As a leader in a government Ministry, Department, or Agency (MDA), you’re deeply committed to creating strategic plans that make a significant impact. However, it’s easy to get caught up in bureaucratic compliance, which can divert you from making the meaningful contributions you desire. So, how can you truly make a difference?

For those outside of government, the hundreds of pages of planning guidelines sent to MDAs may seem overwhelming, prompting the question: “How does anything get done?” Having provided strategic planning services to organisations in Jamaica for over two decades, I understand this challenge.

The guidelines are well-intentioned and represent hard work, but sometimes, a collection of good ideas doesn’t lead to a single great one. This is often the case with the instructions MDAs receive for completing their corporate business plans.

As a result, it can be tempting to simply comply with the minimum requirements, especially under the watchful eye of a demanding Permanent Secretary. Unfortunately, this approach falls short of capturing the true power and potential of strategic planning. So, as a Managing Director, CEO, or Director General, how can you create plans that truly transform our nation’s future? Here are a few strategic planning frameworks that you might not find in official documents but can make a big difference.

Engaging Employees and Stakeholders

Your organisation’s strategic plan should be more than just a document that preserves the status quo. It should serve as an opportunity to articulate a visionary future.

Consider the original intent behind Vision 2030, conceived sixteen years ago. Although there are only five years left to its conclusion, the inspiration it once provided has waned, overshadowed by bureaucratic processes. What remains are short-term targets that feel increasingly out of reach.

But remember the initial goal: to inspire citizens with a bold vision. The framers envisioned a Jamaica that would be the top choice for everyone to live in—a transformative vision during a time of recession-induced cynicism.

As a government leader, you should think beyond 2030. In your next strategic planning exercise, aim for more than just compliance.

Instead, strive for a pre-emptive, game-changing strategic plan that stands on its own. A plan with a grand vision could help you fulfil the dreams of our citizens while attracting the best minds, the bravest souls, and the hardest workers to your cause.

In other words, if your strategic plan is an opportunity to achieve great things for those in need, you’re on the right path. These individuals are likely looking for a vision and turning to you for leadership.

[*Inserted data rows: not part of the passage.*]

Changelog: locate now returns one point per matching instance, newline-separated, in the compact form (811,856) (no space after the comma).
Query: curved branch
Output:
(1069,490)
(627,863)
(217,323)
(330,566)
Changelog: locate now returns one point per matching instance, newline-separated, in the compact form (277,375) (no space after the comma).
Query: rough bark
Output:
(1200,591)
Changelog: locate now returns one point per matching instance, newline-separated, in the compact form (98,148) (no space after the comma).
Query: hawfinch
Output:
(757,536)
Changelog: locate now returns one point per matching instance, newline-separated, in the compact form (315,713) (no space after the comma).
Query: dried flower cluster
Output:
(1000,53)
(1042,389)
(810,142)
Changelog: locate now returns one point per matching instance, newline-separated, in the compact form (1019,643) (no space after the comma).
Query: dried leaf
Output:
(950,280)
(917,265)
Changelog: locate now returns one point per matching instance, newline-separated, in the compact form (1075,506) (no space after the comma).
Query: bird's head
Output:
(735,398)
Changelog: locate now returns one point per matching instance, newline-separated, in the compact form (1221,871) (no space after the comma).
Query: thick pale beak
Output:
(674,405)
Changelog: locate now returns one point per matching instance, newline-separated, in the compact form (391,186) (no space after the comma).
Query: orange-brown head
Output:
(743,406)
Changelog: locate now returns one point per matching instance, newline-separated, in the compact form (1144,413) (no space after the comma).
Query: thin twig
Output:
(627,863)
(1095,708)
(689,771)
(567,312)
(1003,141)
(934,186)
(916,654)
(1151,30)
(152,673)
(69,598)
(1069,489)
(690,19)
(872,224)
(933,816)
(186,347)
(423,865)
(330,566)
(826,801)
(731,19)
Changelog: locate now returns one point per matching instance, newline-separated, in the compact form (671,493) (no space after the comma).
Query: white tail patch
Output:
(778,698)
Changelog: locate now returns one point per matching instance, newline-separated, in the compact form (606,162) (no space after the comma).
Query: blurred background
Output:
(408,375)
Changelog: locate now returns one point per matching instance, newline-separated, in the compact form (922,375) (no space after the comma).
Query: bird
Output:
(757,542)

But don’t stop there. Some of your employees are ready to contribute more than just the minimum. This is your chance to engage them fully.

However, if being aspirational and visionary isn’t enough, consider another approach that’s more immediate.

Handling Threat Zones

As an expert in your field, you have the ability to anticipate emerging trends—trends that might be invisible to the average Jamaican citizen but are clear to you. You have strategic foresight.

More importantly, you can foresee where small threats might converge into larger, more significant challenges—what we call Threat Zones.

Take COVID-19, for example. Countries like New Zealand, South Korea, and Vietnam anticipated the pandemic and acted accordingly.

Similarly, as a leader in your MDA, you can identify approaching Threat Zones. When these arise on your radar, you should act. The best response? Develop a pre-emptive, game-changing long-term strategic plan.

Consider the meme circulating that suggests this year may be the coolest one for the rest of our lives. That it, we only have hotter days and months ahead. While you can do little to prepare Jamaica for this in the short term, a strategic plan with long-term outcomes—such as those looking ahead to 2055—could make a significant difference.

The advantage of this forward-thinking approach is that you’ll be better prepared for whatever national vision replaces the current one. Your proactive planning will benefit citizens and inspire your team to think big.

This approach can also help your team move beyond mere compliance. Now is the time for leaders to develop the kind of selfless strategic foresight that Jamaica needs.